Há 12 mil professores com doenças de risco que podem ter de faltar às aulas no próximo ano letivo

São cerca de 12 mil os professores que em Portugal têm doenças que são consideradas de risco e que poderão ter de ser afastados no próximo ano letivo por causa do novo coronavírus, avança esta sexta-feira o ‘Correio da Manhã’.

O aviso chega através da Federação Nacional de Professores (Fenprof), que estima que a situação venha a afetar “todos os 811 agrupamentos escolares e escolas não agrupadas do País”.

“Estão em causa 10% dos professores, mais de 7 mil que estão em mobilidade devido a doenças incapacitantes, segundo números do Ministério da Educação, e outros que já estão em escolas perto das residências. Calculamos que no total sejam cerca de 12 mil professores”, afirmou o secretário-geral da Fenprof.

Segundo Mário Nogueira, em causa estão doenças oncológicas e cardiovasculares, doentes transplantados, entre outros considerados de risco.

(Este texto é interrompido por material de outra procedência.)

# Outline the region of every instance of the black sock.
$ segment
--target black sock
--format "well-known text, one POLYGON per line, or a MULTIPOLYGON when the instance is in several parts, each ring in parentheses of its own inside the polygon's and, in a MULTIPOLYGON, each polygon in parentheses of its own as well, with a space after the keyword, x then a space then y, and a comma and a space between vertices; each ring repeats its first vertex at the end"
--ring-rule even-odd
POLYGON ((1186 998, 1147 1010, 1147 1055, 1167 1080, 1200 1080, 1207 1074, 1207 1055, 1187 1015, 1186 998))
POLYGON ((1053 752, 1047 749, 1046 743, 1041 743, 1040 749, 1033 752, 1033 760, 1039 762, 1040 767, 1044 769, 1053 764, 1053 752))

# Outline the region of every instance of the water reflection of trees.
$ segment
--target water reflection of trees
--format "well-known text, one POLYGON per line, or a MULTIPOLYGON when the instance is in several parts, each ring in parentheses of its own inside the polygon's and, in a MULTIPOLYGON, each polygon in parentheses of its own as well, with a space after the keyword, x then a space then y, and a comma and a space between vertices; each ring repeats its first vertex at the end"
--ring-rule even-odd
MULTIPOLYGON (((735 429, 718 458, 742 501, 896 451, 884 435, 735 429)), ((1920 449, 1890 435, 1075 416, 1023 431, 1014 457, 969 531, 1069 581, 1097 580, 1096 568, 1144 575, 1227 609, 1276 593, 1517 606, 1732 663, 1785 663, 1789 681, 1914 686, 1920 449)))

“O que vamos ouvindo é que estes professores terão de meter baixa médica para não correrem riscos. Mas levarão um corte nos rendimentos, o que fará com que muitos prefiram arriscar dar aulas”, afirma Nogueira.

A maior estrutura sindical de docentes sugere que o Ministério da Educação recorra “aos milhares de professores que estão a trabalhar nas escolas nas atividades de enriquecimento curricular (AEC)”.